Pakistan is the 4th largest cotton producer in the world, according to the “Leading producer countries” in Wikipedia. Our agriculture industry is well known in the world. This region is blessed with four seasons of the world with a good balance for the taste of all, especially the summer. This environment thus produces a huge variety of fruits and vegetables. Having said this, we still suffer because we have a very poorly organized and unproductive supply chain for this food to reach out to our own people. In the local fruit markets, the prices are going up day by day due to the severe lack of supply chain management.
Water waste percentage is very high in the country because the system still follows archaic method of flood irrigation which wastes 50 to 60 per cent of water. The most recent floods were such a big calamity because no one was prepared for them in the first place. Every year statistical analysis and departments of weather tell us that we might have a bigger level of floods next year but still this news goes unheard because I believe we have less “industrial engineers”.
Water logging and salinity is increasingly becoming a major source of problem in most parts of the country. Old methods of cultivation and harvesting are the bad source for extensive low yield. These are all in remote areas where there is little or no communication and awareness for the farmer who is the actual person behind the wheels. So, this looks like a job for an Industrial Engineer who is packed with analytical, management and engineering techniques.
Talking about electricity , we are suffering from electricity blackouts which range sometimes from 14 to 16 hours daily. In most of the remote areas we have even total electricity failures this is because our operations are being left unmanaged. The electricity shortages have left the industries jammed. Managers do not have the knowledge today how to schedule the various processes so that it may still be able to cut the loss and be somewhat profitable. Many factories have been subsequently closed down. The role of a super IE does seem very prominent here taking the lead and creating scheduled tasks with ideas and creative solutions to the declining graph of the companies. And I am sure we will!

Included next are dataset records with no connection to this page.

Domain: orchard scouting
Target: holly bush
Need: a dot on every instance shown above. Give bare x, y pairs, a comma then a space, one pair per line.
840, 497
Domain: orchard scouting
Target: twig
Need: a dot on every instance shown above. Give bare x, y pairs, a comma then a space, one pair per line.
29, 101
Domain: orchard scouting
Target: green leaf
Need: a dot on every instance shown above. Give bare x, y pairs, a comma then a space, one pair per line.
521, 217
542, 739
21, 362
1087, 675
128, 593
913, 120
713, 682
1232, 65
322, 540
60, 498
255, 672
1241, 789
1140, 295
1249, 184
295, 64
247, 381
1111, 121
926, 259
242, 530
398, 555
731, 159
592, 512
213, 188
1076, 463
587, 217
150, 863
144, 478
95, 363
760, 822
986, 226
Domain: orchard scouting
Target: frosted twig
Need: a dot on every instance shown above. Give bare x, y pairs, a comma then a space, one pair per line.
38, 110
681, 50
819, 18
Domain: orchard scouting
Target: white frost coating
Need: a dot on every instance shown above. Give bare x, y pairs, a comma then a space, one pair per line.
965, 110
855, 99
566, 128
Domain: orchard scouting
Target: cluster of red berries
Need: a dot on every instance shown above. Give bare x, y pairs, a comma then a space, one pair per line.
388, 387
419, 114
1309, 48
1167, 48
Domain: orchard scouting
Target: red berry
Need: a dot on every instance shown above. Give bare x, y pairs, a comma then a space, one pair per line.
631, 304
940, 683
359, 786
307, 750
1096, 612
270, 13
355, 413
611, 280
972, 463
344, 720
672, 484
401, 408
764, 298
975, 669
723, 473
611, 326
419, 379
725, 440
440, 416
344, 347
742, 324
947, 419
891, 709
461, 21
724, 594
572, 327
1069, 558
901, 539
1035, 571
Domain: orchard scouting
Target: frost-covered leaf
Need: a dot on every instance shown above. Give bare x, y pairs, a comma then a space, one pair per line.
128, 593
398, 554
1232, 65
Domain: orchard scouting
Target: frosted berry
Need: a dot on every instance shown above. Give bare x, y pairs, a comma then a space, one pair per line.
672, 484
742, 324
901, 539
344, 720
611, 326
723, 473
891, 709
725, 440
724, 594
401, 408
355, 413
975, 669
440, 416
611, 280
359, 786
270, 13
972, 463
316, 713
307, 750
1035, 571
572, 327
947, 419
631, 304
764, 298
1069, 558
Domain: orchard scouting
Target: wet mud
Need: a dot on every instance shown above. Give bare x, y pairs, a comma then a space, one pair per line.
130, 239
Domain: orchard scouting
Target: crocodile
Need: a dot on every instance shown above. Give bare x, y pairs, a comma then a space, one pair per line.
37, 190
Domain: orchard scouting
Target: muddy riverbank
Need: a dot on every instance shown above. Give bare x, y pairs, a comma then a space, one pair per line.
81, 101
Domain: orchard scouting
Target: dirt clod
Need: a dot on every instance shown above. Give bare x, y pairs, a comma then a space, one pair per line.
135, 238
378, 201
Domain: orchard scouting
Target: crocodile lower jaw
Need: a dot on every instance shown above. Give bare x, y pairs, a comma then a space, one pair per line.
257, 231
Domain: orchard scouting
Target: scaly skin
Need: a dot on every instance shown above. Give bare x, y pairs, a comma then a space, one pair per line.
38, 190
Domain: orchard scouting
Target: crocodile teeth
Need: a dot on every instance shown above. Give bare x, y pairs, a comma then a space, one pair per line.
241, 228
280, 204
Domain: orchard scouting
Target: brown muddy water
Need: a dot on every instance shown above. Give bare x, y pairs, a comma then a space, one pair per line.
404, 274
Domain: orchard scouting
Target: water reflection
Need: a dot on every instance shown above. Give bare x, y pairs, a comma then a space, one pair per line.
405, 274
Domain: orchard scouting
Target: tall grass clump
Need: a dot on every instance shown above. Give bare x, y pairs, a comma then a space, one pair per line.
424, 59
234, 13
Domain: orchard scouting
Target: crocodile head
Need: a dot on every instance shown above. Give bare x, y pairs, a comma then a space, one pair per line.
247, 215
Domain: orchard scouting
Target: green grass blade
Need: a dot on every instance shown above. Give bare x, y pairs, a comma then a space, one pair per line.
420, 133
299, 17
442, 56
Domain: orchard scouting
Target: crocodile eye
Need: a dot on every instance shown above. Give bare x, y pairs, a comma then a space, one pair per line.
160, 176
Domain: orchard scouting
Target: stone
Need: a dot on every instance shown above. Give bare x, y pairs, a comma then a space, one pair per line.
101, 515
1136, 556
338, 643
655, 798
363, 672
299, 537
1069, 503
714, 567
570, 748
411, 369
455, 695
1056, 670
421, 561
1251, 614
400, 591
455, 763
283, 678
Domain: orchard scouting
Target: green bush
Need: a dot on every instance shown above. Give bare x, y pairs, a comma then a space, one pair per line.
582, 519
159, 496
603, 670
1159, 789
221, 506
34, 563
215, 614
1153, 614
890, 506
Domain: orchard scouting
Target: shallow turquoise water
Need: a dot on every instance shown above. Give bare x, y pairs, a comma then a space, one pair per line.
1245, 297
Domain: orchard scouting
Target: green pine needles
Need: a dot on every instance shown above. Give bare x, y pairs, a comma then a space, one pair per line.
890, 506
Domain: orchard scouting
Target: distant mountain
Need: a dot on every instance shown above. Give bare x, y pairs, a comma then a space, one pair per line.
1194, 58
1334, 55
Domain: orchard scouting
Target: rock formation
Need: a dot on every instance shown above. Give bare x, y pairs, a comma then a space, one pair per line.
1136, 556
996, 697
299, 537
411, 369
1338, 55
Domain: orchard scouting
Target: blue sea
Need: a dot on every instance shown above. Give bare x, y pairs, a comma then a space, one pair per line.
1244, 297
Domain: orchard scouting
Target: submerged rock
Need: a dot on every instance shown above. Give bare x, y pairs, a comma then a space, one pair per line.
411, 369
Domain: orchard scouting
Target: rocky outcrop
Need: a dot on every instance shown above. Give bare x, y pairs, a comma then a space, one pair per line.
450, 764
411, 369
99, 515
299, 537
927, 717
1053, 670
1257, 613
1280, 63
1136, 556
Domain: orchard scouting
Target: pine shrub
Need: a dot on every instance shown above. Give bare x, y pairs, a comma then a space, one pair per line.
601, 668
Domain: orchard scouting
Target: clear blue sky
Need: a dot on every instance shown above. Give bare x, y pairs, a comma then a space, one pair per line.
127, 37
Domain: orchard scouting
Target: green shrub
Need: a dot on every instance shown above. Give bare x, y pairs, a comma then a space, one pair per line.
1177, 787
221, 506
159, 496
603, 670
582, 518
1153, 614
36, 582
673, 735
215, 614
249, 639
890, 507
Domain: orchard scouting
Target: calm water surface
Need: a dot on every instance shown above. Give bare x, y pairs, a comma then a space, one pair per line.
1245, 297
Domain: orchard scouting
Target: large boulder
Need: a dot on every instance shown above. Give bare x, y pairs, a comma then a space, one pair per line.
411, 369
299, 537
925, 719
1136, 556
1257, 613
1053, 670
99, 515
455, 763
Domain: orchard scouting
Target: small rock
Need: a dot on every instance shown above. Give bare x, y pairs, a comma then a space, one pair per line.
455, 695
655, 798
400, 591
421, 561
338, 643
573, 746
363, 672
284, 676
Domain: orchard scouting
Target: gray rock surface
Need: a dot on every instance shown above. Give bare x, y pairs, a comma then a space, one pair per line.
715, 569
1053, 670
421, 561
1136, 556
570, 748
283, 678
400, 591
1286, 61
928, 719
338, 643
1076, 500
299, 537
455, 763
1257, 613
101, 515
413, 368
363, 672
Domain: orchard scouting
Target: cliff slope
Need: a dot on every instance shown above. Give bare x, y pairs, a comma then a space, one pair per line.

Lastly, it is not my degree that gave me eyes of an industrial engineer rather it is the membership of IIE that led me to study my world with new spectacles. This view is very different that I had in mind at the time of admission. The new vision has touched my inner human who wants to search out ways to bring out ease for the society by creating a different set using the same elements but arranging them in a more productive way. This is indeed a profession that has the best integration of man, money and machine. And for IIE and all IE community in the world I would say, “Pakistan, a heaven for Industrial Engineers!” because there is a lot of work to do and only industrial super engineers can save the world in this region.
The writer is an undergraduate student at the University of Management and Technology, Lahore, studying bachelors in industrial engineering. He is also currently president of UMT-IIE; a student chapter chartered recently by IIE. He has a keen interest in Ergonomics, Work Study and Analysis and Operations Management.